Poteva
avvenire normalmente di trascorrere un’intera giornata con don Tonino,
di incontrare le stesse persone e visitare gli stessi luoghi. Di
restarne anche molto soddisfatti, anzi con l’anima colma di suggestioni
e significati.
Per lui era diverso.
Aveva l’attitudine, quasi un dono di natura, a rileggere in profondità
i volti e le situazioni. Riusciva a cogliere i segni di Dio in ogni
persona. Ogni cosa veniva strappata alla sua banalità apparente per
essere scolpita come significativa nella sua anima.
Don Tonino era uomo dalle letture profonde delle situazioni che mai si
fermavano alla superficie. Sempre riusciva a leggere la filigrana
segreta delle cose. D’altra parte per vedere la filigrana è necessario
mettere la banconota in controluce. E lui amava rileggere situazioni,
storie, persone lasciandole illuminare dalla luce profonda di Dio. Ogni
persona era davvero un dono. Tant’è che chi lo incontrava era certo
d’aver ricevuto qualcosa di più del suo tempo, della sua attenzione e
della sua amicizia. Un’attitudine, quella di don Tonino, a vivere
decentrato da sé per poter mettere al centro della sua stessa vita la
persona che in quel momento incontrava. E accadeva così che, anche al
termine di una giornata condivisa per intero con gli stessi incontri e
i medesimi ritmi, egli era capace di riscrivere – come in versi – gli
accadimenti di quel giorno. Le lettere pubblicate per Massimo, per la
guardia campestre, per Gennaro, nonché le numerosissime citazioni di
nomi di persona che ricorrono nei suoi scritti, non sono che la prova
testimoniale di questa sua attenzione ai volti, ovvero alla vita, delle
persone che incontrava fisicamente.
Don Tonino non è stato solo un teorizzatore di quell’“etica del volto”

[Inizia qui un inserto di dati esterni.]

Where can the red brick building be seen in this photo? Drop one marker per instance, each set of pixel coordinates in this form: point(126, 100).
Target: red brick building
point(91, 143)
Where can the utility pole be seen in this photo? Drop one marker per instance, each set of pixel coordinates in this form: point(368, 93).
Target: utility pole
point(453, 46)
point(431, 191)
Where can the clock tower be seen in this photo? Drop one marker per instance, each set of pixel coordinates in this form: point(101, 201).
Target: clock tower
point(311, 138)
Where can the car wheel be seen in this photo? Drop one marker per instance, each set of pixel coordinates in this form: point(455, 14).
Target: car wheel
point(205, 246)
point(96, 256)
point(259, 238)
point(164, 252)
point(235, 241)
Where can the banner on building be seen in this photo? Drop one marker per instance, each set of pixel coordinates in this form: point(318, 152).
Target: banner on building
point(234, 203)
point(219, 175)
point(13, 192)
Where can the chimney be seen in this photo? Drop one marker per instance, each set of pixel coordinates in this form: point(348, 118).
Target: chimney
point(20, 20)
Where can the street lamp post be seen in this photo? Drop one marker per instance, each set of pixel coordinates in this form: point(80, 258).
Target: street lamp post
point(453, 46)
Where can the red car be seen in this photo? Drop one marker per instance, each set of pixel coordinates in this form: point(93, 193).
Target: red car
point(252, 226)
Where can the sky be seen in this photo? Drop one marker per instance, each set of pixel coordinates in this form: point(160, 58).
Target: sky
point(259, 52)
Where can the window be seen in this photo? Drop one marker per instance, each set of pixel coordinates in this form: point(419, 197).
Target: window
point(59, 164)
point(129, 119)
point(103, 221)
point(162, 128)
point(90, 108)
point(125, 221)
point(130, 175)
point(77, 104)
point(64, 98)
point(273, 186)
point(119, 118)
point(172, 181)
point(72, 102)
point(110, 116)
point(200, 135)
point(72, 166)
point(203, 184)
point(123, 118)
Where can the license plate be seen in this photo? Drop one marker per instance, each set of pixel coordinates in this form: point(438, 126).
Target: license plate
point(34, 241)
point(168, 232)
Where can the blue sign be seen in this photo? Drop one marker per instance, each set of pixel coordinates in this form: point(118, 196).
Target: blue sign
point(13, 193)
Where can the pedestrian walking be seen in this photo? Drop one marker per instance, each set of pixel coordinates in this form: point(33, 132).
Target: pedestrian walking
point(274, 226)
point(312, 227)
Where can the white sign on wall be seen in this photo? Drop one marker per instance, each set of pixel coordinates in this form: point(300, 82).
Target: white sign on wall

inaugurata da Emanuel Levinas, ma un solerte frequentatore di volti. Un
cultore della materia. Un praticante scrupoloso. “L’altro è un volto da
scoprire, da contemplare, da togliere dalle nebbie dell’omologazione,
dell’appiattimento; – diceva – un volto da contemplare, da guardare e
da accarezzare. C’è tutta una descrizione bellissima della carezza, che
viene concepita come dono. La carezza non è mai un prendere per portare
a sé, è sempre un dare”.
Don Tonino può essere definito come un interprete alto di quella
“carezza di Dio” che egli stesso amava raccontare nella bottega del
falegname. Aveva la capacità di una prossimità inedita senza tradire le
questioni più complesse. Sapeva farsi prossimo senza dimenticare di
prendere posizione sul problema abitativo, sulla condizione dei
migranti, sulla guerra in Iraq e in Bosnia, sulla miseria del Sud del
mondo… Dal micro al macro. A dirla tutta, oggi comprendiamo meglio che
le prese di posizione assunte con forza e determinazione su temi
sociali o di politica internazionale, attingevano forza, lucidità e
profondità, proprio da questa assidua frequentazione della vita
quotidiana e delle fatiche di tante e tanti.
Per noi oggi questa attitudine di don Tonino diventa una testimonianza
da raccogliere e far rifluire nei comportamenti personali e comunitari.
Si deve essere determinati nella denuncia delle ingiustizie che
feriscono il mondo, custodendo sempre l’attenzione ad accarezzare i
volti. A partire da quelli delle vittime.